The required information is incorporated herein by reference to the sections of the Proxy Statement entitled “QUESTIONS AND ANSWERS ABOUT AND SUMMARY TERMS OF THE RECLASSIFICATION AND THE SPECIAL MEETING.”

 

  Item 15. Additional Information

Not applicable.


  Item 16. Exhibits

(a) Preliminary Proxy Statement of Thomasville Bancshares, Inc. (incorporated by reference to the Preliminary Proxy Statement of Thomasville Bancshares, Inc. filed with the Securities and Exchange Commission on October 27, 2008).

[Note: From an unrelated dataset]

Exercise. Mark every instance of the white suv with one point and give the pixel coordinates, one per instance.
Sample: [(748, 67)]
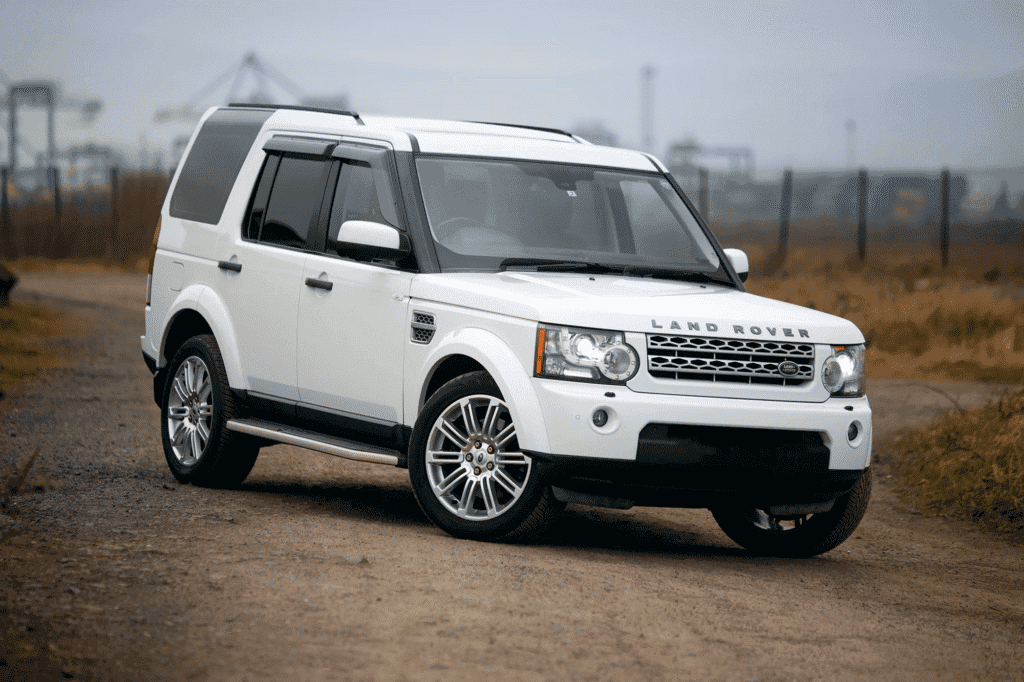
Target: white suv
[(521, 318)]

(f) Article 13 of the Georgia Business Corporation Code (included as Appendix B of the Preliminary Proxy Statement filed herewith as Exhibit (a)).


SIGNATURE

After due inquiry and to the best of my knowledge and belief, I certify that the information set forth in this statement is true, complete and correct.

Dated: October 27, 2008

 

THOMASVILLE BANCSHARES, INC.
By:  

/s/ Stephen H. Cheney

 

Stephen H. Cheney

President and Chief Executive Officer

POWER OF ATTORNEY

KNOW ALL MEN BY THESE PRESENTS, that each person whose signature appears below constitutes and appoints each of Stephen H. Cheney and Charles H. Hodges, III as his true and lawful attorney-in-fact and agent, with full power of substitution and resubstitution, for him and in his name, place and stead, in any and all capacities, to sign any and all amendments (including post-effective amendments) to this Rule 13e-3 Transaction Statement on Schedule 13E-3, and to file the same, with all exhibits thereto and other documents in connection therewith, with the Securities and Exchange Commission, granting unto each of said attorneys-in-fact and agents, full power and authority to do and perform each and every act and thing required or necessary to be done in and about the premises, as fully to all intents and purposes as he or she might or could do in person, hereby ratifying and confirming all that each of said attorneys-in-fact and agents, or their substitutes, could lawfully do or cause to be done by virtue hereof.

Dated: October 27, 2008

OTHER FILING PERSONS:

 

/s/ Stephen H. Cheney

Stephen H. Cheney

/s/ Charles H. Hodges, III

Charles H. Hodges, III

/s/ Charles A. Balfour

Charles A. Balfour

/s/ Joel W. Barrett

Joel W. Barrett

/s/ David A. Cone

David A. Cone


/s/ Charles E. Hancock, M.D.

Charles E. Hancock, M.D.

/s/ Harold L. Jackson

Harold L. Jackson

/s/ Randall L. Moore

Randall L. Moore

/s/ Diane W. Parker

Diane W. Parker

/s/ Cochran A. Scott, Jr.

Cochran A. Scott, Jr.

/s/ Richard L. Singletary, Jr.

Richard L. Singletary, Jr.

 


EXHIBIT INDEX

(a) Preliminary Proxy Statement of Thomasville Bancshares, Inc. (incorporated by reference to the Preliminary Proxy Statement of Thomasville Bancshares, Inc. filed with the Securities and Exchange Commission on October 27, 2008).

(f) Article 13 of the Georgia Business Corporation Code (included as Appendix B of the Preliminary Proxy Statement filed herewith as Exhibit (a)).